El puzzle opera como clara metáfora de toda la película. Parecería que lo que estuviera construyendo María del Carmen, pieza a pieza, no fuera paisajes impresionistas, o fotografías de ballenas, sino su autorretrato ¿La construcción de un puzzle-espejo en el que se ven múltiples reflejos de la protagonista? La idea del puzzle ya aparece introducida desde el comienzo, con ese plato roto que intenta reconstruir para ver si queda algún añico con riesgo de ser pisado por alguno de los invitados. Ese plato roto puede servir de portavoz de esa identidad de ama de casa que está desintegrándose. No por nada, el primer puzzle que la sume en una especie de hechizo no es otro que el de Nefertiti, cuyo rostro obsesiona a la protagonista –quien, en un desvelo, intenta imitar aquella enigmática expresión de su mirada (los ojos y rostro de María del Carmen será otro leit motiv en la película, abundando la cámara en mano en primeros y primerísimos planos, también optando a menudo por los fuera de focos)- una figura femenina justamente poderosa que se acopla a un film, si no feminista, poco juzgador en lo que se refiere a moral y costumbres de un ama de casa.

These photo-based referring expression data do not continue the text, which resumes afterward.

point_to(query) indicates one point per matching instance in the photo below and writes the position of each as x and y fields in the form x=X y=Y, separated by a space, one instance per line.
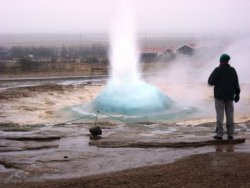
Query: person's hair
x=224 y=58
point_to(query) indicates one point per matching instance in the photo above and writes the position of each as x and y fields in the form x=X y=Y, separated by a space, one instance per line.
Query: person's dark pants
x=228 y=107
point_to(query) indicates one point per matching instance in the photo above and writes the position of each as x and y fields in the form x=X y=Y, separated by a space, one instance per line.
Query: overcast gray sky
x=153 y=16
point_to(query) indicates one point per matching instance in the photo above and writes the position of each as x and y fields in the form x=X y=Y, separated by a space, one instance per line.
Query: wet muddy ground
x=34 y=148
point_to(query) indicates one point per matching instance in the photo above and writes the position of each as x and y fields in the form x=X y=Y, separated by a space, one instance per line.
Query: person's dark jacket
x=224 y=78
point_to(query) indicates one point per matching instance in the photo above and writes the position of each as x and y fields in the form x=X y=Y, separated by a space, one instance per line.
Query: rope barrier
x=129 y=123
x=96 y=117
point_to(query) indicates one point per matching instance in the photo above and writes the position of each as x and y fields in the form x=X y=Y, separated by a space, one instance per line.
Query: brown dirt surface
x=223 y=169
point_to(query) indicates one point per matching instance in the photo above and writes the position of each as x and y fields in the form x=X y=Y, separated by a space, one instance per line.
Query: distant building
x=185 y=50
x=151 y=54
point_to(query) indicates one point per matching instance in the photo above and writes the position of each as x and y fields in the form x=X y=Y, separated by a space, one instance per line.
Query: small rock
x=95 y=131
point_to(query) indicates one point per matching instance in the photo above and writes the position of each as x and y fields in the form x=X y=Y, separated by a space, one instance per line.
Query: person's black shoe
x=217 y=137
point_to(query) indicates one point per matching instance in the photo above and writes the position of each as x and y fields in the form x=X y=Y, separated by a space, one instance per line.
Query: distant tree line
x=94 y=50
x=42 y=59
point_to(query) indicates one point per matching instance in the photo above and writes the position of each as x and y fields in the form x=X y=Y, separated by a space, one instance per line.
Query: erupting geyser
x=126 y=92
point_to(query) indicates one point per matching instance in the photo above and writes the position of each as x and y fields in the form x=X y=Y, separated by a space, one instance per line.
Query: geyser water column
x=126 y=93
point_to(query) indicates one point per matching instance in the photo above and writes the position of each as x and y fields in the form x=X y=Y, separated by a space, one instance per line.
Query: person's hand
x=236 y=98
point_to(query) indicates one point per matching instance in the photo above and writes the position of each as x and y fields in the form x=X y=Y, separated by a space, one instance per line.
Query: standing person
x=224 y=78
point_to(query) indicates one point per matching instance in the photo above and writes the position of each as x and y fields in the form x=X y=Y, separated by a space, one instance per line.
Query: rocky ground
x=34 y=149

Aún así, la metáfora por momentos se hace un poco pesada –¡ese momento a lo La dama y el vagabundo entre ella y su compañero con las dos últimas piezas de puzzle!-, sobre todo por ese score musical que al comienzo parece dispararse, como si fuera un alarma, en cada situación que significara una revelación para la protagonista (una especie de sopa new age, con un sonido entre africano y de Medio Oriente). Sin embargo, la película nunca queda coja porque se apoya en una mujer como María Onetto, quien, lejos de interpretar meramente un papel a lo Los puentes de Madison, hace de todo su cuerpo una central sobre la que pasan un montón de intensidades, todas ellas contenidas al borde de llegar a expresión. Su rostro, siempre al cerca del llanto, de quebrarse en mil pedazos se equipara a sus brazos, no toscos, pero sí robóticos, que parecen ablandarse sólo cuando rellena los puzzles. Uno de los mejores momentos de la película, diez sencillos segundos que dicen todo lo que se puede decir sobre la muy buena actuación de Onetto, es cuando se sube al taxi luego del torneo de rompecabezas, en el que, al escuchar una cumbia, sus hombros se mueven triunfal y mínimamente debajo de su saquito rojo.
No tanto un film feminista como meramente humano, Rompecabezas es la historia de esta mujer al borde del colapso, la historia de un rostro que parece también incompleto, como si le faltara una, o dos fichas que la directora se reservó en su bolsillo.